You can think of it as the fifth pillar of Systema. In my experience it is the one that most people struggle with.
In the video I cover the key reasons why being able to hang and then lift your body weight by the arms in a vertical pull is important for your health, physical function and survival skills. I then break it into 3 simple steps for those who struggle with it.
An overlooked component of the pull up is the passive or dead hang. Health wise the ability to do this is a crucial for the health of your shoulders and back.
So many people suffer with back and shoulder problems. In many cases they don’t have to. With a gentle and progressive programme to reset and strengthen the area chronic shoulder problems can be fixed naturally.
The passive hang strengthens the ligaments and tendons by hanging the bodyweight with minimal muscle engagement. This alleviates the compression problems caused by bad posture and resets the structure of the whole area.
Many shoulder problems can be fixed by regular passive hangs. If you have shoulder injuries, you should of course always use your judgement, go gradually and slowly and breathe out as you load the shoulders. Load the shoulders gradually as per the video. Don’t just jump or drop into a hang. If in doubt, check with your Doctor first.

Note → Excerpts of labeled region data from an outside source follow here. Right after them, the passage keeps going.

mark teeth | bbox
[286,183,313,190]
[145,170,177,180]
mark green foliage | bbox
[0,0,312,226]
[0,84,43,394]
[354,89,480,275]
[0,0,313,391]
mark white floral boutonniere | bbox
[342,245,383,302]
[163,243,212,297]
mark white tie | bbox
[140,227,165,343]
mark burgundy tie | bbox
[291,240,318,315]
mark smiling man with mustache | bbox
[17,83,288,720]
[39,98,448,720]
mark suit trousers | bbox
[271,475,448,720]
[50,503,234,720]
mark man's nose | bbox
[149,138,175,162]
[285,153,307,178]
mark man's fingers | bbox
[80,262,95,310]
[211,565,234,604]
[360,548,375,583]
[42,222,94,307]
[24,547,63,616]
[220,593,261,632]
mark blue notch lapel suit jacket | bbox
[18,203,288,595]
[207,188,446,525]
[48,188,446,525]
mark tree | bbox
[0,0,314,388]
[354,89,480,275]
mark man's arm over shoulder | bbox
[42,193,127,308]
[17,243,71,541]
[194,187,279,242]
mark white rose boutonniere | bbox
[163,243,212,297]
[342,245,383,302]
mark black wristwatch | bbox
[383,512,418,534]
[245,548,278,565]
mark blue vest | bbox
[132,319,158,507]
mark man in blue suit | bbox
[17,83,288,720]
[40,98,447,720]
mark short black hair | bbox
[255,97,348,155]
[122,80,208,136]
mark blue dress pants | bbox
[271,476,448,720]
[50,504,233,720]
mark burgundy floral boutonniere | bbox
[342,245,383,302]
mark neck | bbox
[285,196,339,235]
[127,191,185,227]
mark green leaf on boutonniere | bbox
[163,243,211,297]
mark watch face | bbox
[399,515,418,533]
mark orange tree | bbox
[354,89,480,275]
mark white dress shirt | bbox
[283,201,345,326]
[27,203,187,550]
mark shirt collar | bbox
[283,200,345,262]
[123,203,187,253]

For your physical function it is all about balance. Balance of strength, mobility and range. The four pillars of Systema check your ability to move your body smoothly and in control through its range of motion. Are you injured, too stiff or do you lack the strength and control to be able to do it?
The vertical pull is one of the key ranges. I have read that 9 out of 10 adults in the western world cannot lift their body weight. My experience bears this out.
This is not as Bear Grylls as it sounds. Imagine being in a burning building and you have to jump and pull yourself out of a window. Or falling into a river and you have to pull yourself out of a shear sided bank.
The ability to pull yourself to safety is a natural survival skill and there is no reason why it shouldn’t be available to you right to the end.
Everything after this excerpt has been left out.